Wijeratne also spoke of his thoughts on audiobooks and how he himself has never particularly been a fan. “I tend to read much faster than the speed an average person speaks,” he said, and so he has never been particularly interested in it. Considering it is a tool of convenience, if it doesn’t speed up the process, then the point is lost, he shared. However, he said there have been occasions where he has thoroughly enjoyed audio books, such as Neil Gaiman’s anthologies that are now available in audio format; and with regards to the involvement of Fillion narrating his story, he thought what better person to narrate it than Captain Mal himself!
With regard to the novel’s success, Wijeratne expressed his gratitude to his publisher Aethon Books and Podium Audio “for all the work they’ve put in finding the best pieces for this puzzle”. With these US-based services, we asked Wijeratne about his audience – whom does he write for? He said that while he does have a considerable number of Sri Lankan fans, he does not write for Sri Lankans.
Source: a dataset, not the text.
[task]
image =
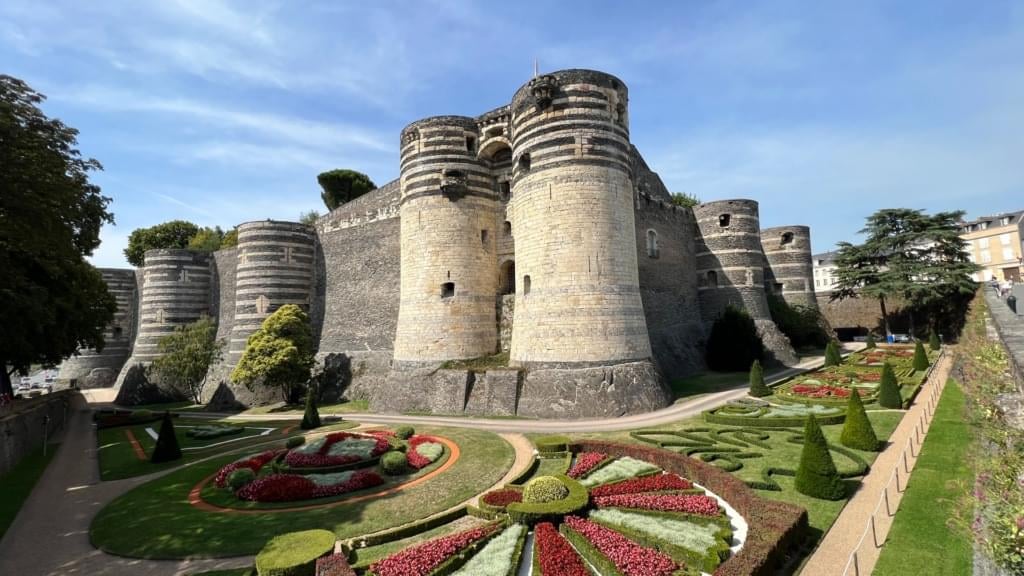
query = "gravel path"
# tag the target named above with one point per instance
(843, 538)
Sharing that Lankans tend to want to read about Sri Lanka, for which there are plenty of extremely talented authors who are already catering, Wijeratne added that he did not wish to go through the process of physically publishing the book in Sri Lanka, as after inviting 20-30 people to the launch and encouraging them to buy the copy, things just end there. With his chosen publisher being very ebook friendly, even with the publishing industry having come to a standstill almost, his work still receives exposure.
He said, however, that he does have Sri Lankan elements in his stories; for example, in “The Salvage Crew”, the programme, which was once human, prefers to convert Buddhists, as they already believe in reincarnation and therefore they suffer less of a shock in their conversation which is somewhat of a “rebirth”.
Wijeratne said that he has an avid fan base here in Lanka, with most of those involved in Comic Con and also the Geek Club being the first to buy his ebooks and download the audiobook. For those fans, he said he tries his best to make his novels available for free; especially during these times, he does not want them to be paying in dollars.
Speaking also about how Covid-19 has affected his work, Wijeratne shared that it has been difficult; his focus has really suffered and he has found it extremely challenging to keep working. However, he said that while of course it has been a tragedy with the publishing industry suffering and many people losing their livelihoods, things have gone largely digital, which has allowed for more inclusion and diversity, not to mention less trees being cut.
He said that especially when you consider genre fiction, it would usually be white men dominating, however there has been a recent call for diversity and it has allowed more art to reach audiences while also allowing publishers the opportunity to take more risks.
Finally, Wijeratne shared with us some details on his upcoming work. He said he was working on a nonfiction book which is an interesting hybrid of Eric Kripke’s “The Boys” and some Lankan flavour, of which more could not be disclosed as he plans to have a traditional publishing debut in the US; also, two upcoming sequels to “The Salvage Crew”.